Taking into account as you @stapelberg mentioned that no-one cares on .proto files so is it really possible to make the very same described in 1. just having only compiled sources as bitbucket.org/lib-scope/go-mod-lib without raw proto definitions from github.com/definition-scope/raw-protos.git at all.

To summarize. As in basics it looks preatty clear the —proto_path idea so in practice is it really possible (intended) to run imports from the external repositories (.protos or compiled .go sources)

Thank you

Comment From: stapelberg

I recommend thinking about the workflow in terms of two separate, independent compilations: protoc compilation vs. Go compilation.

When you invoke protoc, it is your responsibility to arrange for all necessary .proto files to be present. protoc does not care about your repository structure, it only sees .proto files.

The go tool only deals with Go code, it does not know what .proto files are.
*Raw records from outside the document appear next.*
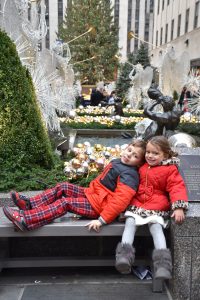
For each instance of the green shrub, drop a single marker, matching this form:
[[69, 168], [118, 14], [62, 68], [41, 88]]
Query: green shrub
[[24, 140]]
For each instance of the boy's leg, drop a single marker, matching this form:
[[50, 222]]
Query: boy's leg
[[125, 253], [60, 190], [158, 236], [162, 261], [129, 231], [43, 215]]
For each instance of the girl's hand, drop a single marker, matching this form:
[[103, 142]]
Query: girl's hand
[[94, 224], [178, 215]]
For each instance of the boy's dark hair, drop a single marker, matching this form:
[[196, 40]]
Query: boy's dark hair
[[162, 142]]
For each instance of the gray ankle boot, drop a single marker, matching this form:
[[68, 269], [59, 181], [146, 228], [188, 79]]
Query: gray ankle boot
[[162, 264], [125, 255]]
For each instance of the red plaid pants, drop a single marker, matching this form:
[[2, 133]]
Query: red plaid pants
[[55, 202]]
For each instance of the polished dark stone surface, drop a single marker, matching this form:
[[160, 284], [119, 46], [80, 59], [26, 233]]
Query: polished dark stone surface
[[185, 245], [76, 284]]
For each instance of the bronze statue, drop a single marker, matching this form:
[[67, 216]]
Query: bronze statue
[[164, 123]]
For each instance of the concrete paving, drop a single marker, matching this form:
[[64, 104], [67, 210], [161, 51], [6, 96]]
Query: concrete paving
[[76, 284]]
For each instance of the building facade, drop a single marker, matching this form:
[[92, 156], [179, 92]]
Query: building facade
[[129, 15], [176, 24], [133, 16]]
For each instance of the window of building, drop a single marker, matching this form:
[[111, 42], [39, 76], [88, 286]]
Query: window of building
[[158, 10], [187, 19], [179, 26], [166, 33], [172, 30], [196, 14], [129, 24], [157, 38], [161, 33]]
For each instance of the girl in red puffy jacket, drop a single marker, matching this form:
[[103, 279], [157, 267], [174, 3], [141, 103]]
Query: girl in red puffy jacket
[[161, 190], [106, 197]]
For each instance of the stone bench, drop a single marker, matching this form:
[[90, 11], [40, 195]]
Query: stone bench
[[65, 227]]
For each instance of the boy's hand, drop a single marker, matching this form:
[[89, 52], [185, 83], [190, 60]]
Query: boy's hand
[[178, 215], [94, 224]]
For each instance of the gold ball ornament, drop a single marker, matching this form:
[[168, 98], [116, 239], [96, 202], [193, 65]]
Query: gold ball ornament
[[80, 172], [93, 169], [107, 154], [76, 150], [85, 165], [98, 147], [87, 144], [68, 171], [76, 163], [82, 157], [100, 163], [92, 158], [80, 145], [89, 151], [117, 119], [72, 114]]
So, it is your responsibility to place the output of protoc (generated .pb.go code) in the correct place for the go tool to pick it up.

In Go, the typical way to run external code generator tools is to use go generate (see https://go.dev/blog/generate if you are unfamiliar).

For example, in this repository I’m running protoc via go generate: https://github.com/robustirc/robustirc/blob/64321cf1809f36db5c0c700dcb0ef73bb72bc9a4/internal/proto/generate.go#L5

Note that Go expects module authors to submit any generated code to the repository, so that module users don’t need to be able to re-generate the code. In the example above, you can see snapshot.pb.go submitted in the repository, and users of this code never need to do anything with snapshot.proto — in fact, I could delete snapshot.proto and the program would work the same.

So, from the Go module user perspective: Yes, importing generated protobuf code from another repository is totally possible.

But from the Go module author perspective: You are expected to supply all .go code files, and it’s up to you to structure this process.

So, specifically for your situation, here’s a strawman suggestion: maybe write a shell script that checks out all needed repos in the right way and runs protoc?

I hope this helps. If not, maybe ask around within your company for opinions on how to structure multi-repository build processes in your environment.

Comment From: kudla

So, from the Go module user perspective: Yes, importing generated protobuf code from another repository is totally possible.

Sure. Still my point was to import definition on a protofile level. Similar as we do with google.predefined.types

import "some/custom/lib"

message Definition {
     lib.Primitive property = 1;
}

For my self I ended up with linking proto definitions with git submodule directly to target go module which looks the most simple solution.

Anyway go generate you mentioned is quite interesting new tool I've discovered for my self. Thank you. Still it's not for my case as submodules looks more explicit here for me.

Thank you for sharing your vision.